Further held that in an event that such an accused is granted bail, then the authority should rather oppose the bail in the higher forum.
Accordingly, a bench of Justice Vinod Chatterji Koul observed, “Certainly, in the present case, there is no cogent explanation coming to fore from perusal of the grounds of detention with reference to the live-link between the prejudicial activities and the purpose of the detention and resultantly, the impugned detention order is liable to be quashed…The law on the subject is settled. If detaining authority is apprehensive that in case detenu is released on bail he may again carry on his criminal activities, then in such situation, the authority should oppose the bail application and, in the event, bail is granted, the authority should challenge such a bail order in the higher forum and that merely on the ground that an accused in detention is likely to get bail, an order of preventive detention should not ordinarily be passed”.
The bench referred to Sama Aruna v. State of Telangana and another, AIR 2017 SC 2662 wherein it was held that only on the ground that an accused in detention, as an undertrial prisoner, was likely to get bail, an order of detention under the Nation Security Act should not ordinarily be passed.

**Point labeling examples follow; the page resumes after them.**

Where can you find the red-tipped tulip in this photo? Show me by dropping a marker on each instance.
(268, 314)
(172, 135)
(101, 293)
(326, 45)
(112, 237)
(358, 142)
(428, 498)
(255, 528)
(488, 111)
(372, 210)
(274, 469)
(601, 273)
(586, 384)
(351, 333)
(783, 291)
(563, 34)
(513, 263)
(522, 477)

In the present writ petition, a detention order passed by District Magistrate, Srinagar, whereby detenu was placed under preventive detention with a view to preventing him from acting in any manner prejudicial to the maintenance of security of the state.

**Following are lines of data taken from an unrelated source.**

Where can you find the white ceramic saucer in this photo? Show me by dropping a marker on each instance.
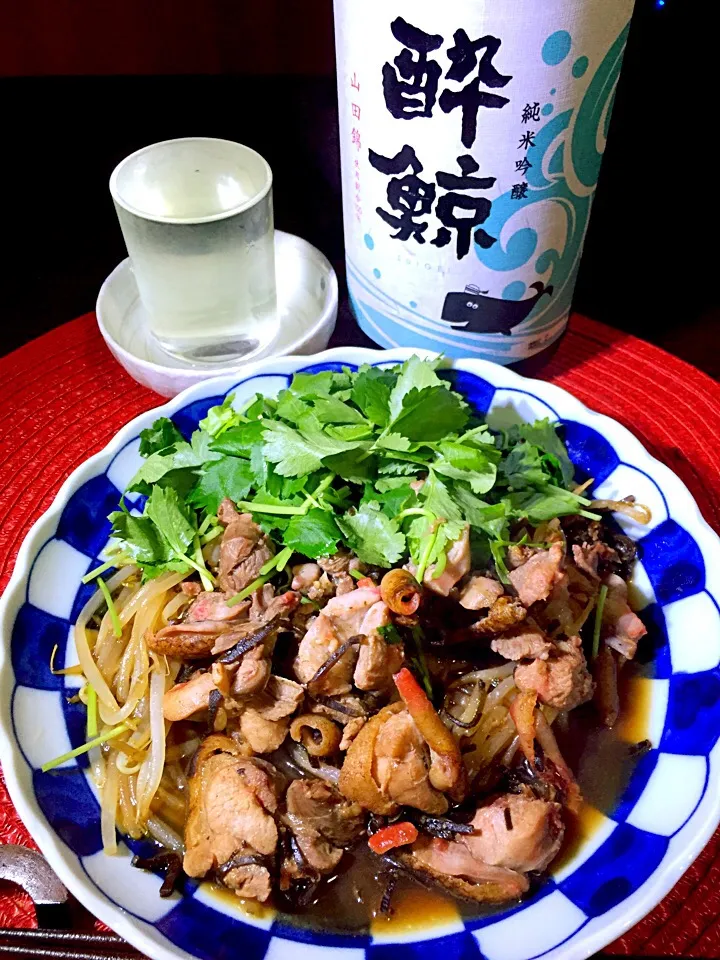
(307, 294)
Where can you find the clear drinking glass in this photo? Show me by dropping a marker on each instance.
(197, 219)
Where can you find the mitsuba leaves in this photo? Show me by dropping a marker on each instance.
(315, 534)
(228, 477)
(374, 537)
(161, 435)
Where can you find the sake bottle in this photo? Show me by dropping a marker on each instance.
(472, 133)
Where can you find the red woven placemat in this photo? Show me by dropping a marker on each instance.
(62, 398)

It was argued on behalf of the petitioner that the grounds of detention were vague, indefinite, cryptic, inasmuch as detaining authority did not attribute any specific allegation against detenu.

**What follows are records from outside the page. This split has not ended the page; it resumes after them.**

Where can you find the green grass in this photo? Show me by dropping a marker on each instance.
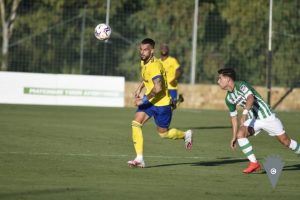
(61, 153)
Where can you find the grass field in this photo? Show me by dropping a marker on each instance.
(62, 153)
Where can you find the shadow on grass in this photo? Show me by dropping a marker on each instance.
(223, 161)
(205, 127)
(291, 167)
(38, 192)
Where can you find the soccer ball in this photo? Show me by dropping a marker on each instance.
(102, 32)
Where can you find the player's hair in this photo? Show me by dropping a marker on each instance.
(228, 72)
(164, 45)
(149, 41)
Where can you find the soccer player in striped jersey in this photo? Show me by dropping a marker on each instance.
(256, 116)
(154, 103)
(173, 72)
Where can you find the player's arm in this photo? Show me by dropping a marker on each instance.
(234, 124)
(178, 73)
(139, 89)
(248, 106)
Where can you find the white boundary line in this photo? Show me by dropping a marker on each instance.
(123, 155)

Further that the detaining authority did not furnish the material including dossier, relied upon by it, to detenu to enable him to make an effective representation by giving his version of facts attributed to him.
After perusing the Execution Report and Receipt of Grounds of Detention, the Court noted that only five (05) leaves were given to the detenu.
Therefore, after considering the relevant documents the bench was of the opinion that the detention record did not indicate that copies of First Information Report, Statements recorded under Section 161 CrPC and other material collected in connection with investigation of aforesaid case were ever supplied to the detenu, on the basis whereof impugned detention order has been passed.
Appearance: For the Petitioner: Wajid Haseeb, Advocate
For the Respondent: Sajad Ashraf, GA
Cause Title: Muyeeb Shafi Ganie v. Union Territory of J&K and Anr.